Step	Hyp	Ref	Expression
1		eqeq1 2740	. . . . . . . . . 10 ⊢ (𝑧 = 𝑥 → (𝑧 = 𝐴 ↔ 𝑥 = 𝐴))
2	1	anbi2d 629	. . . . . . . . 9 ⊢ (𝑧 = 𝑥 → ((𝜑 ∧ 𝑧 = 𝐴) ↔ (𝜑 ∧ 𝑥 = 𝐴)))
3	2	exbidv 1924	. . . . . . . 8 ⊢ (𝑧 = 𝑥 → (∃𝑦(𝜑 ∧ 𝑧 = 𝐴) ↔ ∃𝑦(𝜑 ∧ 𝑥 = 𝐴)))
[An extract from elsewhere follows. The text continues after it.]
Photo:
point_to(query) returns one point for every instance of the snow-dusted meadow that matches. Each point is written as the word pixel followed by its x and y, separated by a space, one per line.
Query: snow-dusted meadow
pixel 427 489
4	3	cbvabv 2809	. . . . . . 7 ⊢ {𝑧 ∣ ∃𝑦(𝜑 ∧ 𝑧 = 𝐴)} = {𝑥 ∣ ∃𝑦(𝜑 ∧ 𝑥 = 𝐴)}
5		intab.2	. . . . . . 7 ⊢ {𝑥 ∣ ∃𝑦(𝜑 ∧ 𝑥 = 𝐴)} ∈ V
6	4, 5	eqeltri 2834	. . . . . 6 ⊢ {𝑧 ∣ ∃𝑦(𝜑 ∧ 𝑧 = 𝐴)} ∈ V
7		nfe1 2147	. . . . . . . . 9 ⊢ Ⅎ𝑦∃𝑦(𝜑 ∧ 𝑧 = 𝐴)
8	7	nfab 2913	. . . . . . . 8 ⊢ Ⅎ𝑦{𝑧 ∣ ∃𝑦(𝜑 ∧ 𝑧 = 𝐴)}
9	8	nfeq2 2924	. . . . . . 7 ⊢ Ⅎ𝑦 𝑥 = {𝑧 ∣ ∃𝑦(𝜑 ∧ 𝑧 = 𝐴)}
10		eleq2 2826	. . . . . . . 8 ⊢ (𝑥 = {𝑧 ∣ ∃𝑦(𝜑 ∧ 𝑧 = 𝐴)} → (𝐴 ∈ 𝑥 ↔ 𝐴 ∈ {𝑧 ∣ ∃𝑦(𝜑 ∧ 𝑧 = 𝐴)}))
11	10	imbi2d 340	. . . . . . 7 ⊢ (𝑥 = {𝑧 ∣ ∃𝑦(𝜑 ∧ 𝑧 = 𝐴)} → ((𝜑 → 𝐴 ∈ 𝑥) ↔ (𝜑 → 𝐴 ∈ {𝑧 ∣ ∃𝑦(𝜑 ∧ 𝑧 = 𝐴)})))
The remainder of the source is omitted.